Donald Lipski's new sculpture outside Camp Randall, "Nail's Tales," is subversive - but not in the way you might think.
No, I'm not talking about its refusal to depict a single, revered figure like Elroy Hirsch or Bucky. Its true subversiveness is measured in the way it's become Madison's very own three-dimensional Rorschach test. Madison's id has been released, and, we come to find out, it's the id of a nervously tittering 15-year-old boy. I can't remember the last time a single work of art got this much attention locally - or inspired so much half-baked, penis-obsessed journalism. Sometimes, folks, a sculpture is just a sculpture.
To recap, for those who have missed the saga thus far: Lipski, as part of the state's Percent for Art program, won the commission for a public art piece outside the football stadium. A nationally known artist and 1970 UW grad, Lipski named the piece after a college buddy. Its basic form is a gray, 48-foot obelisk of stacked footballs.
I've had plenty of chances to see "Nail's Tales" at various times of day, in different lighting conditions. Heck, I can't help it - I pass it on my way home from work. While I don't think it's nearly as bad as many have made it out to be, it's not a stunner, either. Other Donald Lipski works are wittier, more startling. (For proof, check out the catalog of the Lipski show at the Madison Art Center in 2000.) And as far as public art pieces go, I don't think "Nail's Tales" will become a city icon in the way that Claes Oldenburg's "Spoonbridge and Cherry" is for Minneapolis. That piece is stronger, better sited and much larger in scale.
However, I give Lipski credit for designing something that does not take sports overly seriously; he remembers that football is a game. There's a playfulness that is diametrically opposed to the hokey sincerity of the giant Packer statue in Green Bay, "The Receiver." You've gotta love the kitsch value of the big Packer, but great art it ain't.

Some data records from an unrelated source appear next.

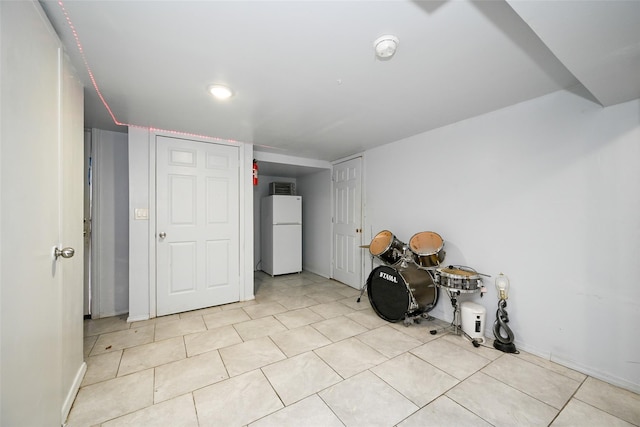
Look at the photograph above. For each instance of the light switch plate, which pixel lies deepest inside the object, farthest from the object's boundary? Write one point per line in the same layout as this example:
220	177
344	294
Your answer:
141	213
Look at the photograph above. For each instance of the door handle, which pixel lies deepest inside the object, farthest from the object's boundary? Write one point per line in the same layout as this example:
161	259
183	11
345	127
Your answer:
64	253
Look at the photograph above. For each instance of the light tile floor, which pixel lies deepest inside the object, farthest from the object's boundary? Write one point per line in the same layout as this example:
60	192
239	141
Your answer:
305	353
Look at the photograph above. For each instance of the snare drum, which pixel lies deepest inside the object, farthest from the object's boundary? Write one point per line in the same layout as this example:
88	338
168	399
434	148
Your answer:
427	247
458	279
387	247
398	293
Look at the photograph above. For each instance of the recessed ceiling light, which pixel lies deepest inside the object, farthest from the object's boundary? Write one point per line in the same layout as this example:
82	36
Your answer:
220	91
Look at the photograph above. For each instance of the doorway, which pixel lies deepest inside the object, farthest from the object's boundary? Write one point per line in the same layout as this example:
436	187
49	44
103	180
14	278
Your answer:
347	222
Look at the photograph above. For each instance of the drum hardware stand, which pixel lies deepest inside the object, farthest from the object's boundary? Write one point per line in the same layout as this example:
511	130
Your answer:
455	323
502	343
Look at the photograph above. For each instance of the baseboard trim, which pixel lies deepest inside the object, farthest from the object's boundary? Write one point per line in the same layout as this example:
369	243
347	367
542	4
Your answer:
73	391
137	318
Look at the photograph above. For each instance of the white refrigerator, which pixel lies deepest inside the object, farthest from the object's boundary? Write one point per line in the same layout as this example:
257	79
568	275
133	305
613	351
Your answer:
281	240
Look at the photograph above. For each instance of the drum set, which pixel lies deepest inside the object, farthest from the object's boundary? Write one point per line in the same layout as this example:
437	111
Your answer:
406	286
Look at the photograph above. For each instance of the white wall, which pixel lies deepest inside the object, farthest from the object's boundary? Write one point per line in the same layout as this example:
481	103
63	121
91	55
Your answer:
548	192
141	232
110	234
316	222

And while "Nail's Tales" may not be truly great art either, who knew that it would spark such controversy? Before it was even installed, the State Journal's Susan Lampert Smith offered hackneyed humor about giant, deformed penises and diseased ears of corn. Mike Lucas of the Cap Times continued with the penis jokes and then griped self-righteously about "the make-believe world of artistic expression and license." (I guess sports must be the real world if art is the land of make-believe.)
While it's great that there is public discussion about a work of art, one gets the feeling that each commentator is trying to outdo the last as if the whole thing were some sort of stand-up competition. I'm not sure anyone's forming an original opinion anymore - they're just piling on.